I guess it is correct, as “seine” has made Frau as Nominative instead of Dative, hence Thomas is in Dative case. Had it been “seiner” , Thomas would have been missed by his wife instead. May be Emanuel could correct me if I made a mistake :)

German Newbie
German Newbie

Absolutely brilliant :)

L'anglais sprechen
L'anglais sprechen

Hi Emmanuel! Wonderful post as ever… but I wanted to point out something that was a bit confusing to an English-speaking learner of German. I hope this doesn’t sound too geeky but it took me a while to figure this out!

You helpfully define “fehlen” as “to be missing”. But “to be missing” can mean two things in English. The one you mean is the meaning “to not be present” – the meaning that comes from “missing” being an adjective.
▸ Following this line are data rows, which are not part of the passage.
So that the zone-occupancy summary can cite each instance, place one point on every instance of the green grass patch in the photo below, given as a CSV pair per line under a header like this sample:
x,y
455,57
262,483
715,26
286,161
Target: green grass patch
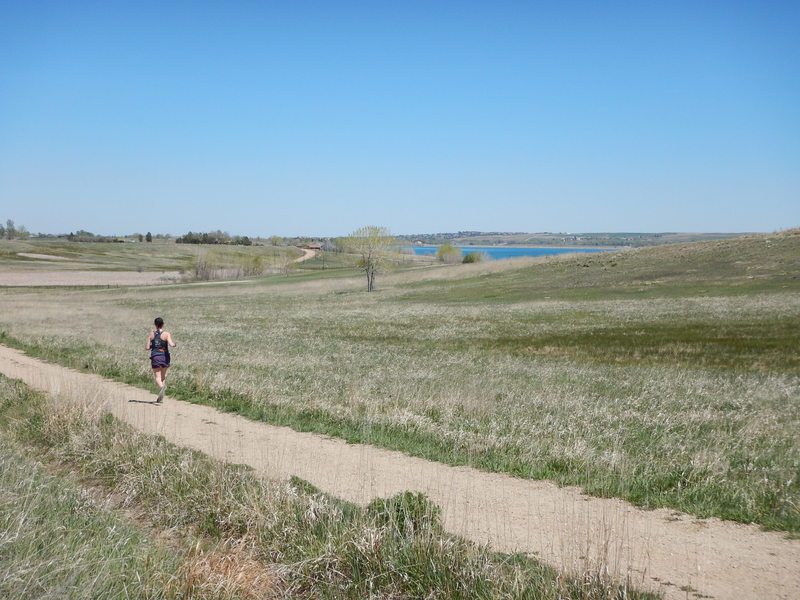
x,y
320,546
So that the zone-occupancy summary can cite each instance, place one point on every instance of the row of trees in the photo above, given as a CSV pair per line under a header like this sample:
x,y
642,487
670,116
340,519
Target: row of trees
x,y
11,231
451,255
214,237
373,246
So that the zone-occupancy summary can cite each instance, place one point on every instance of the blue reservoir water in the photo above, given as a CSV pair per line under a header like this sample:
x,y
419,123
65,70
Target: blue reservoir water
x,y
500,252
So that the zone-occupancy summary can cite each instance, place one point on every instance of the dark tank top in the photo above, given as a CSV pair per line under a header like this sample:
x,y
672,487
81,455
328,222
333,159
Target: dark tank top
x,y
157,346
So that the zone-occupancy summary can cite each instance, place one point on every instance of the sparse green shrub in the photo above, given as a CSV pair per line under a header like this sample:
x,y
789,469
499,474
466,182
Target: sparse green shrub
x,y
448,254
472,257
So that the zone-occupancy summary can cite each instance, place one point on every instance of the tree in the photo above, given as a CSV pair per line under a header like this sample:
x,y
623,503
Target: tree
x,y
446,253
371,243
472,257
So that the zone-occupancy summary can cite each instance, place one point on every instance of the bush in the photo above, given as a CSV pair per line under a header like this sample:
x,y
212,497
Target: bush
x,y
472,257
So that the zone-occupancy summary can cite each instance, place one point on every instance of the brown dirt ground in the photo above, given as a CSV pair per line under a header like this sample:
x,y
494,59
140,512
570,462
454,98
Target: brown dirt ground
x,y
675,554
56,277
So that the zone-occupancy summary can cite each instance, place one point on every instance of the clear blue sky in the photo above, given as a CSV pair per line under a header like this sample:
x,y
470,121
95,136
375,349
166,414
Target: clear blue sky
x,y
317,118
But “to be missing” can also be “to miss” expressed in the English present continuous tense – ie “to miss at that point in time”, or pretty much the same thing as “to miss”. I think mentally it’s obvious it’s the first meaning if there is no object: “my cat is missing” or “my cat is missing to me” – but if there is an object then the meaning switches, ie “my cat is missing me” is quite the reverse. (I guess the confusion is partly from the ambiguity of the word “miss” in English – so German I suppose is not alone in making this concept a little tricky!)
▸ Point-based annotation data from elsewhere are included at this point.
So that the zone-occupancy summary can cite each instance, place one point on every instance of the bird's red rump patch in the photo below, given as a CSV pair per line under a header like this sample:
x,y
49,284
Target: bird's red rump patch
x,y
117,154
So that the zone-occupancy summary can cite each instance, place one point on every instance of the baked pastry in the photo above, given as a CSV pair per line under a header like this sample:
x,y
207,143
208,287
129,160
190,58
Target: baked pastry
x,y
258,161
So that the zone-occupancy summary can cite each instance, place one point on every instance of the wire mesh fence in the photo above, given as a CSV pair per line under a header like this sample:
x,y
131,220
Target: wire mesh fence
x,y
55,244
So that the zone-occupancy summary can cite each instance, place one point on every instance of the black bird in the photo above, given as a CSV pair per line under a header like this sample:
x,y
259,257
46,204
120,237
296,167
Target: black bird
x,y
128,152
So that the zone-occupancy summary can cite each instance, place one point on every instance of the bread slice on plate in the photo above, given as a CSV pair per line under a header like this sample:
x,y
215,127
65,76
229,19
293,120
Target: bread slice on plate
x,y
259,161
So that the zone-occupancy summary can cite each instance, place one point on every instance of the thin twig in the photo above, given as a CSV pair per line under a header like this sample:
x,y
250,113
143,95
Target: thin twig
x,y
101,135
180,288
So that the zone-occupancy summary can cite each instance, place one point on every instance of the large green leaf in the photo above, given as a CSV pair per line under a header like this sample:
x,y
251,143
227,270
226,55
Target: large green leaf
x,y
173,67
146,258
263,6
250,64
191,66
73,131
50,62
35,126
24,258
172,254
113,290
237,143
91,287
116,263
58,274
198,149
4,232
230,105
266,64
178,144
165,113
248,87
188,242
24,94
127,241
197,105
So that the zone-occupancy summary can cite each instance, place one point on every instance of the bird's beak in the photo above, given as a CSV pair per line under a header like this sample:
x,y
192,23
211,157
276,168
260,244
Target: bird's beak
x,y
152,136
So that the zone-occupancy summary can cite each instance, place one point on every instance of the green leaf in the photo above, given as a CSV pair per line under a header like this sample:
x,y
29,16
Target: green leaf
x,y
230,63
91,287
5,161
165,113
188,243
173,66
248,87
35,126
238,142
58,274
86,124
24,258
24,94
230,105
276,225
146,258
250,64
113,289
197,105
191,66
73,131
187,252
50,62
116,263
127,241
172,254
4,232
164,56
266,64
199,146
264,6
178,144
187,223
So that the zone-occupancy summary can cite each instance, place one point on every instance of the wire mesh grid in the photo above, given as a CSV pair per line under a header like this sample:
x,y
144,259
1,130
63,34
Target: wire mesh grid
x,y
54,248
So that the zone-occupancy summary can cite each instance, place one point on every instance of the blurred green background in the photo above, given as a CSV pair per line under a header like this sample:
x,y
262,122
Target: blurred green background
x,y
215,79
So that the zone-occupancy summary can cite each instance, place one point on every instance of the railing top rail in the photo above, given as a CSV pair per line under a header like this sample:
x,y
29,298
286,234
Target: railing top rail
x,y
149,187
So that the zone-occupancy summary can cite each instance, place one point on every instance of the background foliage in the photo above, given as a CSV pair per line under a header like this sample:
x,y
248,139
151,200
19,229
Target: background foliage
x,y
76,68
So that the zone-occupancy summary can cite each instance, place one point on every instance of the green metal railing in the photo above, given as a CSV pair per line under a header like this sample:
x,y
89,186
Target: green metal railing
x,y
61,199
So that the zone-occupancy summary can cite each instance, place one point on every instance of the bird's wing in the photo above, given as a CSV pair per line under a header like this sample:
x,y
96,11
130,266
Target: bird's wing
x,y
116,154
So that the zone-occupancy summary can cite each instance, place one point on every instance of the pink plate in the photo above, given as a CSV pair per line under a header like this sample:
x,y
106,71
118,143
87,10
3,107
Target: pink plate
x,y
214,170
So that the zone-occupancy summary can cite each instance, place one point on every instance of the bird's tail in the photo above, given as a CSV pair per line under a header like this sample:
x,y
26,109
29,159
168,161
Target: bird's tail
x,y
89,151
So…. you explain the meaning all above but to an English speaker it’s not quite enough to take away from your post that fehlen means “to be missing”…. unfortunately (for us at least) there’s a bit more to it than that!

Anonymous
Anonymous

keep up the great work
really enjoyable way of learning Deutsch

i just “homepaged” this blog )))

AleX
AleX

Ah, it is a joy to read your articles. Brilliant as usual!

David P
David P

“You though I wasn’t going to pass the test but… far from it! I got an A+.”

Should be:

You thoughT I wasn’t going to pass the test but… far from it! I got an A+.

You are missing a T.

Guest
Guest

So for those who speak spanish, “fehlen” is like “faltar” (I guess).

ni
ni

stehen means to stand
bestehen means to inflict something (e.g. exam) with an idea of standing
how could bestehen mean to pass an exam
as you said in some example in this post
vielen dank im voraus
and by the way , I do not want that you get bothered by my many questions as I understood from you in previous comments

Vienna Dude
Vienna Dude

“Epic Fehl” is just totally classic!

Anonymous
Anonymous

Great article, thank you! I wonder if the expression “words fail me” / “die Worte fehlen mir” goes back to a time when fail and fehlen were the same word?

Grateful Reader
Grateful Reader

Interessant! Es fehlt hier aber die Erklärung des Gebrauchs von “fehlen” mit der Präposition “an”, die mich immer noch verwechselt…

Grateful Reader
Grateful Reader

d.h. “der mich…”

Nathan
Nathan

Vielen Dank!
Zuerst war ich verdutzt, denn ich den Unterschied zwischen “Thomas fehlt seine Frau” und “Ich fehle meine Katze” nicht sehen konnte. Wenn sehe ich einen Namen nur, denke ich nie an Kasus. Aber denke ich die Antwort jetzt haben. Die ist, dass Thomas ‘ihm’ (Dativ) wird? So “Thomas fehlt seine Frau” und “Ihm fehlt sie” sind gleich? Gleichfalls wird der andere Satz “mir fehlt meine Katze”?
Habe ich ein Verständnis über diesem Konzept?

Sue
Sue

I know a family of German origin whose surname is Fehler. Is this a common name in Germany, as it seems odd to have the family name be “mistake” or “error”? I don’t think the family members are aware of its meaning, since the grandparents were German speakers, but the children aren’t. Anyway, I’m working my way through your posts and they are incredible. Thanks so much.

Emeraldloves
Emeraldloves

What. Il faut comes from the verb falloir, not faillir.

Anonymous
Anonymous

“Otto hat Probleme, denn es fehlen genaue Angaben auf dem Einkaufszettel” why does the verb “fehlen” look like in its original form in this sentence?